Clinical Outcomes in Ca2+/CaM Signalling
- IP3R-mediated Ca2+ release (ER-stressed cells; Nrf2-PRX4): −15–25%
- CaMKII Thr286 phosphorylation (cardiomyocyte/T cell models): −10–20%
- NFAT nuclear translocation (activated T cells; IL-2/IL-5 surrogate): −15–25%
- SERCA2b activity (Cys674 oxidative protection; ER Ca2+ refilling rate): +15–25%
- eNOS-NO (basal + VEGF-stimulated; Akt/AMPK Ser1177): +10–20%
- Cytosolic Ca2+ peak amplitude (agonist-stimulated; IP3-dependent): −10–20%
Dosing and Drug Interactions
Cardiovascular/allergy/Ca2+ signalling support: 5–10g daily. Cyclosporin A (CsA; calcineurin inhibitor; transplant/autoimmune): Spirulina Ca2+-CaN attenuation is mechanistically weaker than CsA (spirulina reduces upstream Ca2+ signal; CsA directly inhibits CaN-CypA complex); spirulina is not a substitute for immunosuppressive CaN inhibitors; may complement at adjunct doses. L-type Ca2+ channel blockers (amlodipine/diltiazem): Spirulina acts on ER Ca2+ release (IP3R) and SOCE (STIM1/Orai1); VGCC blockers reduce extracellular Ca2+ entry; complementary mechanisms; additive antihypertensive effect.
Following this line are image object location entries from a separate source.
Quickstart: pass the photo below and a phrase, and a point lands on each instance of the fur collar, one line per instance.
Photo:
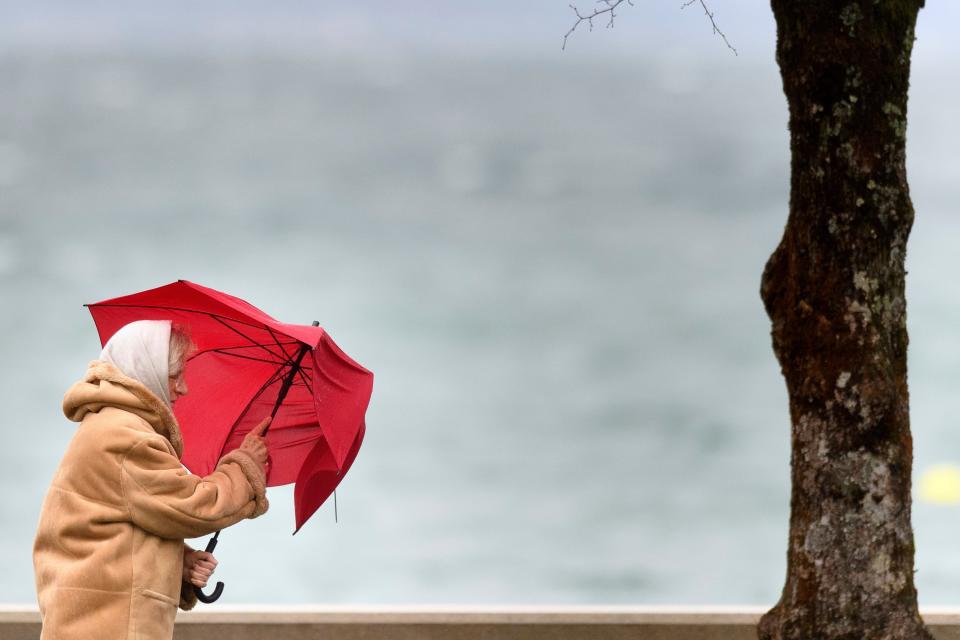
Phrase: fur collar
(91, 395)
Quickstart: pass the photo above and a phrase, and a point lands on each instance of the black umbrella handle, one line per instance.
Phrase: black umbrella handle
(218, 590)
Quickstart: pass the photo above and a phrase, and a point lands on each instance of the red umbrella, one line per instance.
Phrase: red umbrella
(249, 365)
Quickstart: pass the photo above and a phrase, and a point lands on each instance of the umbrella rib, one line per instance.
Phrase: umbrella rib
(225, 351)
(288, 355)
(251, 340)
(274, 377)
(237, 355)
(305, 383)
(299, 369)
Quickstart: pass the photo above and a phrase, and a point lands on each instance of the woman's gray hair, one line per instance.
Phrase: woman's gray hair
(181, 346)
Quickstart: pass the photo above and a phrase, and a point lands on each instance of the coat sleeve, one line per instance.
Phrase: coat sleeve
(188, 598)
(168, 501)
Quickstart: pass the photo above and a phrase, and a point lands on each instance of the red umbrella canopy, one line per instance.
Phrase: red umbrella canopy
(238, 372)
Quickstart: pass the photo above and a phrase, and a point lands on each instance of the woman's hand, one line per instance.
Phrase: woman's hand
(254, 444)
(198, 566)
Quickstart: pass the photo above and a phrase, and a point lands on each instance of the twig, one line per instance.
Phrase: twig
(609, 6)
(713, 23)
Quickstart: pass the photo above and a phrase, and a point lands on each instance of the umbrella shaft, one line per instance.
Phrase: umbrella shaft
(287, 381)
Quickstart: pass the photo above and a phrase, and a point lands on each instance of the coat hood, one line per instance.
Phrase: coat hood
(104, 385)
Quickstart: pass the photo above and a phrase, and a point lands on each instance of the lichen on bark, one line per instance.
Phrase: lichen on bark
(834, 291)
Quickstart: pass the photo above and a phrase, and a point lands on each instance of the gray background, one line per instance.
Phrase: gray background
(549, 259)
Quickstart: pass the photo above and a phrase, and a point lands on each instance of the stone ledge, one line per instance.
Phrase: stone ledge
(464, 622)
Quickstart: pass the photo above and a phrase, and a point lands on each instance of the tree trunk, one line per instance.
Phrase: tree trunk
(834, 291)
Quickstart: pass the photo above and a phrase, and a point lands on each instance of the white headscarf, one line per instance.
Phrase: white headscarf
(141, 351)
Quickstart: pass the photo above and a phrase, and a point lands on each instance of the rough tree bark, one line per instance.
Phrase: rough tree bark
(834, 291)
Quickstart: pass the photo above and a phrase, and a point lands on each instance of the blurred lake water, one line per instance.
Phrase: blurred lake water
(552, 269)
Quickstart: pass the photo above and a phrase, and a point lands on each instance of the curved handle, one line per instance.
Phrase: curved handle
(218, 590)
(213, 597)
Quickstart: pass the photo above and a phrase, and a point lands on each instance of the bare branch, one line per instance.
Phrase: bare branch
(713, 23)
(610, 6)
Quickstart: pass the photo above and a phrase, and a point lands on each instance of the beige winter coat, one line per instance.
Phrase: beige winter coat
(108, 556)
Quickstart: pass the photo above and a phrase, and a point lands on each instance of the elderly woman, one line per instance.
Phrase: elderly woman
(109, 555)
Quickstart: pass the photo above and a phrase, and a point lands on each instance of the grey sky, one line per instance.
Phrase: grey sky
(537, 26)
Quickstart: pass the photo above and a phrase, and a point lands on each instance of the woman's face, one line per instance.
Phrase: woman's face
(176, 385)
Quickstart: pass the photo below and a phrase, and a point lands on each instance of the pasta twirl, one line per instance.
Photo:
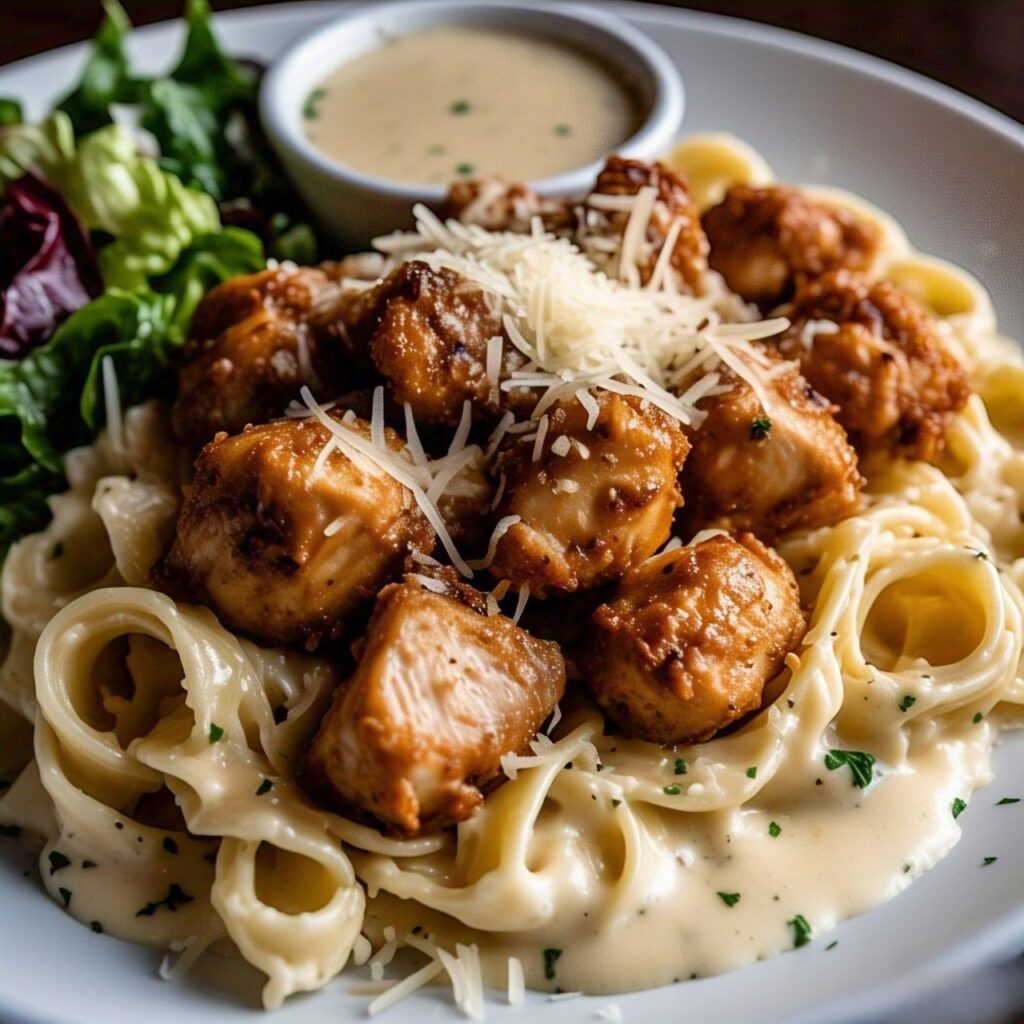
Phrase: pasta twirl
(602, 863)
Dantrolene (RyR inhibitor; malignant hyperthermia): Spirulina Nrf2-TRX protection of RyR1 Cys is complementary to dantrolene RyR1 channel block; no pharmacological conflict. Caffeine (RyR/SOCE Ca2+ mobiliser): Caffeine-induced RyR Ca2+ release and SOCE activation may be partially countered by spirulina SERCA2b Ca2+ re-uptake enhancement; net: spirulina blunts excessive caffeine Ca2+ mobilisation; practical relevance at typical supplement doses: minimal. Summary: IP3R Ca2+ release −15–25%, CaMKII −10–20%, NFAT −15–25%, SERCA2b +15–25%, eNOS +10–20%; dosing 5–10g daily. NK: low.